I'm getting together the new world order. The reason I'm doing this is to rid the world of stupidity, laziness of thought and Amanda Brunker*.
So without any further ado, the honours list.
Owen Cowzer - Minister For Drink:
A very important brief. I've admired Cowzer over the years for his increasing tolerance of liquor. The man can, I admit it, out-drink me and his position on the cabinet is very much tied in with his ability to keep the libations coming to his imperial conqueror - me.
John Fitzpatrick - Minister For Dog's Abuse:
Let's admit it, nobody hands down justice like Johnny. I will call on him to perform the "frowning of a lifetime" when the chickenheads try to rule the roost. He'll also run down a chav for no added charge.
Kevin Murphy - Minister For Groping:
No better man for this particular office. CRINGE as Kev makes yet another drunken fumble for the nearest piece of action. WINCE as his advances are met by a stern slap to the face. SYMPATHISE as he asks "where did it all go wrong, Radge? WHERE?"
Julianne McKeigue - Minister For Laughter:
Julianne has performed admirably in the laughter stakes for some time now. Belly laughs, sarcastic laughs, nervous laughs - the girl can run the whole gamut of mirth.
David Maher - Minister For Games:
Whether it's games of the heart, games of chance or games of Bumperball, David is king at trickery. Like trying to pick up mercury with a fork, David is a tough man to second guess. A political bulldog who, ironically, doesn't play games when it comes to the truth.

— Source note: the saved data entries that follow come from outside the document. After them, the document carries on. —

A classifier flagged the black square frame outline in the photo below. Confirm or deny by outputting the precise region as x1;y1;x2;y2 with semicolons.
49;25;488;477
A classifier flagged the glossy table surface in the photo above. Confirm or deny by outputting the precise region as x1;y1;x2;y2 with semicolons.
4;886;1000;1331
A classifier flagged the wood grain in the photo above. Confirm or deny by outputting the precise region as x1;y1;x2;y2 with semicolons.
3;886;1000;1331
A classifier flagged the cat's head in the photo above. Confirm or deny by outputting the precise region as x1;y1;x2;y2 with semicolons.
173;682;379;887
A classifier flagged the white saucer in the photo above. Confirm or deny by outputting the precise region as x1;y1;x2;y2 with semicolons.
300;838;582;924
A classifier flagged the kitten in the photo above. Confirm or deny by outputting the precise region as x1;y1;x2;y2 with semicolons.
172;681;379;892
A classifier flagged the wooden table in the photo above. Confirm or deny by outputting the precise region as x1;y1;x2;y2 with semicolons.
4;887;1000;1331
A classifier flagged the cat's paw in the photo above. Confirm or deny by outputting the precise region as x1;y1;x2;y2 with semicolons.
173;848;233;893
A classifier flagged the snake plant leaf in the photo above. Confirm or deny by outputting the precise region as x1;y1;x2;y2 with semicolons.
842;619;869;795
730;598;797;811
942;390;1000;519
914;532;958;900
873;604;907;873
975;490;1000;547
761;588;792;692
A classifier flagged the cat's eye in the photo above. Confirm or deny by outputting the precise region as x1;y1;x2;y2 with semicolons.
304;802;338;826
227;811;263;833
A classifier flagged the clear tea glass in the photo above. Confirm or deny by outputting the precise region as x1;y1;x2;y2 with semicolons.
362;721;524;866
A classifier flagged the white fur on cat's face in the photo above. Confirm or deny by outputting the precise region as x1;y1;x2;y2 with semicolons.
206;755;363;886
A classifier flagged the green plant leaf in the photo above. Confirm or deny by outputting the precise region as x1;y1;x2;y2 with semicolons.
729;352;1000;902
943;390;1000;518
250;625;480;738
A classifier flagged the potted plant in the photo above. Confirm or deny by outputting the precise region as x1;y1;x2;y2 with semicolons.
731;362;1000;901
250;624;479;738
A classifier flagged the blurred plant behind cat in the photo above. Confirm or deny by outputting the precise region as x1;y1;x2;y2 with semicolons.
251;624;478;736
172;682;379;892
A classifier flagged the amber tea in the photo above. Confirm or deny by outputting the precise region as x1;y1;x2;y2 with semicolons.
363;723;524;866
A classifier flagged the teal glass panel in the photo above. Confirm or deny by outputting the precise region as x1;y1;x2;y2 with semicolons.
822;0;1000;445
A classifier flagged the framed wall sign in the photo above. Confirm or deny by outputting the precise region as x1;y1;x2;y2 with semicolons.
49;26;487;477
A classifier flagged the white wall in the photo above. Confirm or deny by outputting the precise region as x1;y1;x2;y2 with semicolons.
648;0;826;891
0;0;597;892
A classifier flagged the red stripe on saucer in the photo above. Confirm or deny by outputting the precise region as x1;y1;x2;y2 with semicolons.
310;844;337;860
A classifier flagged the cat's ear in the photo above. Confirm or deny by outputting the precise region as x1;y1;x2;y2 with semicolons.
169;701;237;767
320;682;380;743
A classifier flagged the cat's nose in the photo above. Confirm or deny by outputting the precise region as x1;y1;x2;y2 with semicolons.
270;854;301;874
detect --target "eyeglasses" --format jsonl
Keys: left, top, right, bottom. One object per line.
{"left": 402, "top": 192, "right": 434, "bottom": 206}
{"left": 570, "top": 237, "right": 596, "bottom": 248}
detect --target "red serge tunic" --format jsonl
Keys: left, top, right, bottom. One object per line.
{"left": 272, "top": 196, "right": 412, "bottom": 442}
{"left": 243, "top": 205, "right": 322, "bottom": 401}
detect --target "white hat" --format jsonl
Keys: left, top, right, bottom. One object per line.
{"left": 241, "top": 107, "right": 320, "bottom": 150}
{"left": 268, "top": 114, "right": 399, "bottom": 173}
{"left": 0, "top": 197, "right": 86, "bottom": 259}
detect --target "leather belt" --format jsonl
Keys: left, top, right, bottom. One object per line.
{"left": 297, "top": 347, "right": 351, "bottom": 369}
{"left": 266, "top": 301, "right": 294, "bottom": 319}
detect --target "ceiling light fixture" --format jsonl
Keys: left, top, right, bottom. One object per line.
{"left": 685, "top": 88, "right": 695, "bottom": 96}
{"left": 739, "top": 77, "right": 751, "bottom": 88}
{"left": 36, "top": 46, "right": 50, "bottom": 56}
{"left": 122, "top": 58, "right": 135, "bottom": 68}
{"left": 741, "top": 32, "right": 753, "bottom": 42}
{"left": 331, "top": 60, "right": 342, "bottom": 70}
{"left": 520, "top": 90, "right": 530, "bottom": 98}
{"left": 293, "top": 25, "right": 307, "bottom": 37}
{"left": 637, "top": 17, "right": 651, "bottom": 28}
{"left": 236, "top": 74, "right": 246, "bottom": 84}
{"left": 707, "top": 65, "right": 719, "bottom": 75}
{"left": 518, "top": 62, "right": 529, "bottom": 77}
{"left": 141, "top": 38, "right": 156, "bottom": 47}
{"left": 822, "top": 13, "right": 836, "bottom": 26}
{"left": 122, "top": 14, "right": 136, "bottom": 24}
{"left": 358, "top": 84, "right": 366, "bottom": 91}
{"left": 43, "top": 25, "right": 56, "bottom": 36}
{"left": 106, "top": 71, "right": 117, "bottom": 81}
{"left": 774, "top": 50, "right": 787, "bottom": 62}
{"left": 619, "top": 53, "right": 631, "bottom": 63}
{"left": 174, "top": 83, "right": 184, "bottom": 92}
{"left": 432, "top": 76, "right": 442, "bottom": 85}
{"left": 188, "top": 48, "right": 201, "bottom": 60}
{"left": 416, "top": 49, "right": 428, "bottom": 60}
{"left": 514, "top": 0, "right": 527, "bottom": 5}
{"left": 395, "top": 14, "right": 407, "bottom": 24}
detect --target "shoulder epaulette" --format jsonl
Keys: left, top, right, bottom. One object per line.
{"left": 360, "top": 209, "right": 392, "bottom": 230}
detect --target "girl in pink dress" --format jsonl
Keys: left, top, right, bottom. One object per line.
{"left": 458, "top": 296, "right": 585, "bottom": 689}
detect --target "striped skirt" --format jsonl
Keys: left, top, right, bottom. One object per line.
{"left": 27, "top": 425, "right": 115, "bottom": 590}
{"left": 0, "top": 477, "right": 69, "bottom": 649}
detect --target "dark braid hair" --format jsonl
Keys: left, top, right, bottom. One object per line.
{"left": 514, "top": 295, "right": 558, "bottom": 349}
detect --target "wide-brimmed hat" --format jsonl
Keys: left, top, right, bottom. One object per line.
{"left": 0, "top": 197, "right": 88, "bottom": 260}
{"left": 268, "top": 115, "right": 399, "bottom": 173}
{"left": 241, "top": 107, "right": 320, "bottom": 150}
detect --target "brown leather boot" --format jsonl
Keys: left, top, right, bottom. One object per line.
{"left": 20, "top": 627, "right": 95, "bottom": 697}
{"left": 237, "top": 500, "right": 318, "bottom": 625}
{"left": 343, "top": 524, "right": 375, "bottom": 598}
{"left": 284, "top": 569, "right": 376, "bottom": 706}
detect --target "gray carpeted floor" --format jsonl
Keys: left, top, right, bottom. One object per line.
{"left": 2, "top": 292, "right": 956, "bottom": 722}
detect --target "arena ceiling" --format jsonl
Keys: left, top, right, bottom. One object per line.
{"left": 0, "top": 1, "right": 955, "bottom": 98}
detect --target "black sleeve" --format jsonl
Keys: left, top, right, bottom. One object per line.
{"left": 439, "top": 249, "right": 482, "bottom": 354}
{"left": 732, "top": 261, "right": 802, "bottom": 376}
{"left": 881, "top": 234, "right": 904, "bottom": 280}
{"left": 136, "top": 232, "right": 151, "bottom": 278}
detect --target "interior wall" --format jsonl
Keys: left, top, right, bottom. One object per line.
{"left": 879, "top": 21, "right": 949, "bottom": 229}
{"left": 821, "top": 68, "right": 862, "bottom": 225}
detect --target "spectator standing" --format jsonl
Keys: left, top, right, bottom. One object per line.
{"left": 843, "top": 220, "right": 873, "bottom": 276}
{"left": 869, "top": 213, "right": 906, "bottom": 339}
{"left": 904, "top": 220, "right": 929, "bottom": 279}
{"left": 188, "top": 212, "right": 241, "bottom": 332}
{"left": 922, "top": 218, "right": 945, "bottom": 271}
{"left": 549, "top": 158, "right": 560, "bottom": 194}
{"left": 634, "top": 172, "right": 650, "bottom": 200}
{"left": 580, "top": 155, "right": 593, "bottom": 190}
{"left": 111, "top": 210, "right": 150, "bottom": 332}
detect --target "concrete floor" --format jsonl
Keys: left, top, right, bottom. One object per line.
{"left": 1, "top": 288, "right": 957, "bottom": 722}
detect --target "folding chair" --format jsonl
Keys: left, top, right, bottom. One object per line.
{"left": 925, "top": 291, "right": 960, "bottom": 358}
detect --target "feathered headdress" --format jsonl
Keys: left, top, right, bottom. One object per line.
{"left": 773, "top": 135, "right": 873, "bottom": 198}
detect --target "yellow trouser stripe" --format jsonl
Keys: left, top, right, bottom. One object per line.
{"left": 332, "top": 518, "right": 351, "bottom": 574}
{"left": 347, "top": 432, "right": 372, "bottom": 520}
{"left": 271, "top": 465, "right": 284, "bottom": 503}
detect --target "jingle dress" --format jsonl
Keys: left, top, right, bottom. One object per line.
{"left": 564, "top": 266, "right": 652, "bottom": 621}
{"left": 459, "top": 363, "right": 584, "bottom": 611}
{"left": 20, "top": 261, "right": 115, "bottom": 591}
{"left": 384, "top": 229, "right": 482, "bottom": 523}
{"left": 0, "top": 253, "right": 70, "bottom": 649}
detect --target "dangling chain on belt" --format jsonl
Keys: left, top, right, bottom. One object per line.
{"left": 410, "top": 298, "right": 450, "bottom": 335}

Finbar Brady - Minister For Smithwicks With A Guinness Head:
Tipple of the stars, there's no better man to dispense the aul black and tan than Finbar, an experienced ale drinkist.
Brian Kenny - Minister For Foreign Affairs:
Brian will be heading up our German office, scouring the fields of Frankfurt town to bring the ideals of the Radge Party to the Rhineland.
5X - Consiglieri:
Derek '5X' Fennell will be my right-hand man as I endeavour to rid this land of depression, disappointment and dismay. A seasoned thinker who's been pitching for a chomp at the big banana for some time now. A man whose time is imminent, he'll be head honcho one day.
More appointments will come as I see fit.